A timing diagram for the Serial Peripheral Interface Bus

The timing diagram example on the right describes the Serial Peripheral Interface (SPI) Bus.
Most SPI master nodes can set the clock polarity (CPOL) and clock phase (CPHA) with respect to the data.
This timing diagram shows the clock for both values of CPOL and the values for the two data lines (MISO & MOSI) for each value of CPHA.
Note that when CPHA=1, then the data is delayed by one-half clock cycle.

SPI operates in the following way:
- The master determines an appropriate CPOL & CPHA value
- The master pulls down the slave select (SS) line for a specific slave chip
- The master clocks SCK at a specific frequency
- During each of the eight clock cycles, the transfer is full duplex:
  - The master writes on the MOSI line and reads the MISO line
  - The slave writes on the MISO line and reads the MOSI line
- When finished the master can continue with another byte transfer or pull SS high to end the transfer

When a slave's SS line is high, both its MISO and MOSI line should be high impedance to avoid disrupting a transfer to a different slave.
Before SS being pulled low, the MISO & MOSI lines are indicated with a "z" for high impedance.
Also, before the SS is pulled low, the "cycle #" row is meaningless and is shown greyed out.

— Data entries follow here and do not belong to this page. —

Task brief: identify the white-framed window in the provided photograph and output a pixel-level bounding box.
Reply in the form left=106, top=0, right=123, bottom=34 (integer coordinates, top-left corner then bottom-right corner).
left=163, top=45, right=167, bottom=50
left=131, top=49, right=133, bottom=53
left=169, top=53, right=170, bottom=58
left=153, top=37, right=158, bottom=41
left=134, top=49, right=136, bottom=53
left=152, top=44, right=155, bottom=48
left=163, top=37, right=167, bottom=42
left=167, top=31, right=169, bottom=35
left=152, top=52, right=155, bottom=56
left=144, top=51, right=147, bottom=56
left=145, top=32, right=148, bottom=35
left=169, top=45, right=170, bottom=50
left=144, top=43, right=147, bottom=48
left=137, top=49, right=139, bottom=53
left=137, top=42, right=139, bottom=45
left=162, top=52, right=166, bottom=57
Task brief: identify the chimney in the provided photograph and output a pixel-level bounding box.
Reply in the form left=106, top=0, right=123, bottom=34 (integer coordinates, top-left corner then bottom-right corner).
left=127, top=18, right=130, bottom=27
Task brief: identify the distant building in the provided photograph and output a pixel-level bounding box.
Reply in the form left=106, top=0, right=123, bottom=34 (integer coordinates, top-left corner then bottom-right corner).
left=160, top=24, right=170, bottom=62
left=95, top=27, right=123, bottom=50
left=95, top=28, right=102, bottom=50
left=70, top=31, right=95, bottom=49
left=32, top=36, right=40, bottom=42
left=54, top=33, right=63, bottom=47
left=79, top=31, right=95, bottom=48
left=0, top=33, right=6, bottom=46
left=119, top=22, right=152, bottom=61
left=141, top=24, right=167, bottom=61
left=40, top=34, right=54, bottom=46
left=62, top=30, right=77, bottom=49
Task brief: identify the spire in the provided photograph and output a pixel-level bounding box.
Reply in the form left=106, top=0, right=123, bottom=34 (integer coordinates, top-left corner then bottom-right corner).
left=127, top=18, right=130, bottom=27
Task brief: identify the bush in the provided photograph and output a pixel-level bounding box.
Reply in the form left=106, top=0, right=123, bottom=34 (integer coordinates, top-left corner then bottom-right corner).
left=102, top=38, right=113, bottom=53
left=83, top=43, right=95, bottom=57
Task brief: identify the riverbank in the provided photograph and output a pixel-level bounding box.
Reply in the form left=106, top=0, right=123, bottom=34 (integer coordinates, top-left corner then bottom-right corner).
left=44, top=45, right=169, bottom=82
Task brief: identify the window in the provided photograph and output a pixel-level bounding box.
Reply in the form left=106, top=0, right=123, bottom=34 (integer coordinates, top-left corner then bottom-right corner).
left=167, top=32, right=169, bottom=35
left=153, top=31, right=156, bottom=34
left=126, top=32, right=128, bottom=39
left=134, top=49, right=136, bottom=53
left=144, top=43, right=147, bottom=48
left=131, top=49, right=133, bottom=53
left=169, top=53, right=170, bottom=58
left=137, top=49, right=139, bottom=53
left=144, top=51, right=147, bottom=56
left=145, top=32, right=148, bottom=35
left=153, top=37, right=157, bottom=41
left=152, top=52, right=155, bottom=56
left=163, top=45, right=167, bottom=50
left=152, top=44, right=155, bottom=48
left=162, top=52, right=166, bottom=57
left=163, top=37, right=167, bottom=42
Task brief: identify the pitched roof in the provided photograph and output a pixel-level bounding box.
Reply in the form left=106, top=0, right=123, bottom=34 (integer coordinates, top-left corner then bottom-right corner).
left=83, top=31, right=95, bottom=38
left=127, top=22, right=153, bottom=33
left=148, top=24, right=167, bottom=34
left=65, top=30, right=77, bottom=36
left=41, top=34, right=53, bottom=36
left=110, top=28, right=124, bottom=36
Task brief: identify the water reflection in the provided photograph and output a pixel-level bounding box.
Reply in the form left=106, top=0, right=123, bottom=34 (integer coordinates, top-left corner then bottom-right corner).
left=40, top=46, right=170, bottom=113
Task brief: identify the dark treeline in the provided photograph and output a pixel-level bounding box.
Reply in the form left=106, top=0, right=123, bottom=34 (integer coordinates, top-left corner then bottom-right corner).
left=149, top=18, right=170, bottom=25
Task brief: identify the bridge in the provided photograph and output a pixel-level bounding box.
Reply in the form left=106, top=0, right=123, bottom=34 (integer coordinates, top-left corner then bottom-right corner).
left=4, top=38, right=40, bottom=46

Note that for CPHA=1, the MISO & MOSI lines are undefined until after the first clock edge and are also shown greyed out before that.

A more typical timing diagram has just a single clock and numerous data lines.

== Software ==
The following diagram software may be used to draw timing diagrams:

- PlantUML
- Timing Diagrammer
- Wavedrom is an online timing diagram editor and offline rendering engine.